Aïssatou Diallo – envoyée spéciale à Duékoué

Africa-Press – Côte d’Ivoire. Dans cette ville de l’ouest du pays, la plus durement frappée par les événements meurtriers de 2010-2011, les initiatives en faveur de la réconciliation se multiplient avant la présidentielle d’octobre 2025. Reportage.

En arrivant à Duékoué depuis Daloa, il faut d’abord dépasser le quartier Carrefour, fief des Guérés (la communauté autochtone de la ville), avant d’atteindre celui de Kôkôma, où vivent les autres communautés et nationalités issues de pays voisins de la Côte d’Ivoire. Bien des années après la fin de la crise postélectorale de 2010-2011, les habitants de ces deux quartiers ne se fréquentaient toujours pas.

À Carrefour, le temps semble s’être arrêté. Des maisons sont calcinées et abandonnées. Une petite clôture entoure la fosse commune principale, qui ressemble à un jardin mal entretenu, où de hautes herbes ont envahi les quelques fleurs qui y avaient été plantées. Dans un coin, un écriteau précise: « Enfants ». Une centaine de corps ont été enterrés ici, sur le terrain d’une famille qui a perdu plusieurs de ses membres. À chaque date anniversaire, les habitants, vêtus de noir, organisent une cérémonie et des veillées de prière.

Dans ce quartier, la libération de Laurent Gbagbo après son acquittement par la Cour pénale internationale, en 2021, a été célébrée en grande pompe. À son retour au pays, l’ancien président y a d’ailleurs fait une halte, le 8 avril 2022, à l’occasion de sa tournée dans l’Ouest. Il s’était rendu sur le site d’une fosse commune avant de tenir un meeting. Gbagbo avait alors regretté ce « moment où la Côte d’Ivoire [était] devenue folle » et demandé à ce que justice soit rendue. En 2011, cette ville avait en effet été le théâtre de l’une des principales tueries attribuées aux forces pro-Ouattara.
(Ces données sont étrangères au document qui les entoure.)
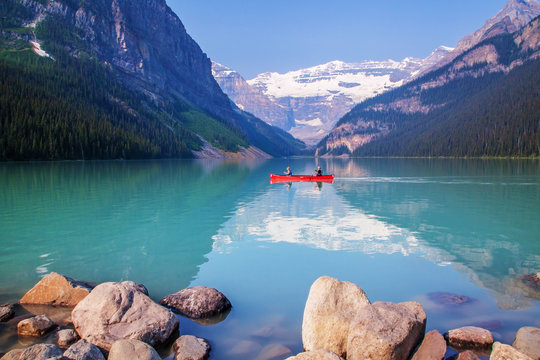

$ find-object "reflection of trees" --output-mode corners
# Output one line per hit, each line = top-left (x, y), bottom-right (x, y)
(0, 161), (249, 296)
(336, 159), (540, 308)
Les FRCI ont fait tomber la ville

Pour Clarisse*, parler du massacre de Duékoué ravive des souvenirs douloureux. Assise sous un hangar, devant son domicile, elle transpire à grosses gouttes en repensant à ces jours cauchemardesques. « On sentait qu’il allait y avoir le feu. Mais on n’imaginait pas que notre quartier allait en être le centre, narre-t-elle. Tard dans la nuit du 28 mars, aux environs de 2 heures du matin, nous avons entendu les premiers tirs. Je me souviens avoir enjambé des corps pour aller me réfugier à la mission catholique […]. Les puits étaient devenus inutilisables. Ils avaient coupé des corps en morceaux et les y avaient jetés. C’est l’ONU-CI [Opération des Nations unies en Côte d’Ivoire] qui venait nous ravitailler en eau potable. »

Son regard tombe sur une maison voisine, longtemps laissée à l’abandon. Des jeunes hommes boivent du thé et écoutent de la musique sur ce qui semble être désormais un chantier. « Les gens avaient fui le quartier. Ils craignaient pour leur vie. Cette année, nous avons réussi à convaincre les enfants de cette famille de revenir. Ce chantier prouve que nous pouvons encore vivre ensemble », se rassure-t-elle. Un « vivre ensemble » qui a été mis à rude épreuve.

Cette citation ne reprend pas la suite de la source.